Awal Puasa Ramadan Berpotensi Beda, NU-Muhammadiyah Sepakat Saling Menghormati
Tidak perlu ada saling melempar sentimen negatif dalam pelaksanaan awal puasa yang lebih awal
Penulis: Rina Ayu Panca Rini
Editor: Eko Sutriyanto
Laporan Wartawan Tribunnews.com, Rina Ayu
TRIBUNNEWS.COM, JAKARTA-- Beberapa hari lagi umat Muslim akan memasuki bulan suci Ramadan.
Pada tahun ini, awal puasa Ramadan 2024 berpotensi berbeda.
Organisasi Kemasyarakatan atau Ormas seperti NU dan Muhammadiyah pun bersepakat untuk saling menghormati.
Ketua Lembaga Falakiyah Pengurus Besar Nahdlatul Ulama (LF PBNU), KH Sirril Wafa, menekankan pentingnya saling menghormati dalam perbedaan pelaksanaan ibadah, khususnya selama bulan suci Ramadhan.
Terlebih perbedaan ini, bukanlah pertama kali terjadi. Bahkan menurutnya ada saja perbedaan setiap tahunnya bagi umat Muslim Indonesia dalam menghadapi perbedaan pelaksanaan ibadah, utamanya terkait dengan waktu awal dan akhir Ramadan.
"Pengalaman yang telah berpuluh-puluh tahun bagi masyarakat Muslim Indonesia mestinya cukup menjadi pelajaran bahwa perbedaan dalam masalah furu'iyah (masalah cabang) bukan prinsip akidah keimanan (ushuliyah) itu sangat dimungkinkan. Maka, upaya saling memahami harus ditingkatkan," ujar Kiai Sirril dikutip dari NU Online, Selasa (5/3/2024).
Baca juga: Awal Puasa Ramadan 2024 di Arab Saudi, Diperkirakan Dimulai 11 Maret
Dosen Fakultas Syariah dan Hukum UIN Syarif Hidayatullah ini mengatakan, tidak perlu ada saling melempar sentimen negatif dalam pelaksanaan awal puasa yang lebih awal.
"Bagi yang memulai puasa lebih awal, tidak perlu menyalahkan misalnya, sudah bagian dari Ramadhan kok masih tidak puasa, haram itu dan sebaliknya,” terang dia.
Hal senada juga disampaikan Ketua Umum (Ketum) Muhammadiyah Haedar Nashir.
Pihaknya yang telah memastikan bahwa awal puasa tahun ini dimulai pada 11 Maret 2024 mengatakan, perbedaan yang ada tidak perlu dibesar-besarkan.
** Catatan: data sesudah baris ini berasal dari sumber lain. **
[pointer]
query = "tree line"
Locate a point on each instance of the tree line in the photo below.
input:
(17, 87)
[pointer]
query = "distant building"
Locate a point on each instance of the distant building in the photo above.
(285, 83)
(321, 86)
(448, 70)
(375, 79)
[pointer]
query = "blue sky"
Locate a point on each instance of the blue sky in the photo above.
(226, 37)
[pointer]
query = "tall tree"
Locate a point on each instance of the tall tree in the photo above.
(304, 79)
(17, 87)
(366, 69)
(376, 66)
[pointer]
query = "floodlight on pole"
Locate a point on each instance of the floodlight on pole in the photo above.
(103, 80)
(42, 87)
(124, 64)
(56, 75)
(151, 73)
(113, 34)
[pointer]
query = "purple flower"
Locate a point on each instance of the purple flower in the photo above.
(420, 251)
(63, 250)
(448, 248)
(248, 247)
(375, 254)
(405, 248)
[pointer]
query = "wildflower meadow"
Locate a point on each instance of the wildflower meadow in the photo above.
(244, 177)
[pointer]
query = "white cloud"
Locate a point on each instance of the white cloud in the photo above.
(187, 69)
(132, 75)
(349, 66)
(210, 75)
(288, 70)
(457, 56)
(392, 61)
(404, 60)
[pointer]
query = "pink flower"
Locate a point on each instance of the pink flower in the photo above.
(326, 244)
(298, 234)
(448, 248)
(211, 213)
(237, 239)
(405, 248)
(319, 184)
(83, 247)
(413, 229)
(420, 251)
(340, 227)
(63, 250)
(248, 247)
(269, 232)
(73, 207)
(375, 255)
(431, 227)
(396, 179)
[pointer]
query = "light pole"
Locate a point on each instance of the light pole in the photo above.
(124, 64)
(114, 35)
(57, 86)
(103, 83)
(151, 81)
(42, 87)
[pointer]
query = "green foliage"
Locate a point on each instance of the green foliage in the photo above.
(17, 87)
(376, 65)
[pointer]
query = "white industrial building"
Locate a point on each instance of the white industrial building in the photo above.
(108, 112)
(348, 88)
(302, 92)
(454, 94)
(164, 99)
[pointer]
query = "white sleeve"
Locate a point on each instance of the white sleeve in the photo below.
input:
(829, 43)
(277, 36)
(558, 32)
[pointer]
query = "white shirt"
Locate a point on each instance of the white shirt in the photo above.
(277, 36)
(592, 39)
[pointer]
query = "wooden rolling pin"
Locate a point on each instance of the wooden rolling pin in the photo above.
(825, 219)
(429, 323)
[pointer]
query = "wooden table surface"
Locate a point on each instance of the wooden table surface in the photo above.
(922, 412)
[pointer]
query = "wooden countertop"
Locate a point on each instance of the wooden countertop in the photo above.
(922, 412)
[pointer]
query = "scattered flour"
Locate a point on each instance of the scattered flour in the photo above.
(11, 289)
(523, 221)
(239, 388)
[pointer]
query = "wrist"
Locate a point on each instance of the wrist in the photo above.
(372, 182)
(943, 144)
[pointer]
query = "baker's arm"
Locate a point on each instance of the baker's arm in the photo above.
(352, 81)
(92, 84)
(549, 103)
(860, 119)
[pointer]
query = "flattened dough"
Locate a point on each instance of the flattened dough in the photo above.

Ia menegaskan, yang terpenting adalah memaknai ibadah selama ramadan itu, termasuk memperdalam relasi hubungan sosial yang damai dan bersatu dalam keragaman.
"Jadi, kalau berbeda ya malah tidak perlu ribut, termasuk di media sosial, apalagi saling menghujat dan saling menyalahkan yang membuat malah nanti nilai ibadahnya jadi berkurang," kata Haedar dalam kegiatan konferensi pers pada awal tahun ini.
Jaga ukhuwah islamiyah
Sementara Menteri Agama (Menag RI) Yaqut Cholil Qoumas mengimbau agar umat Islam tetap menjaga ukhuwah islamiyah dan toleransi dalam menghadapi perbedaan ini.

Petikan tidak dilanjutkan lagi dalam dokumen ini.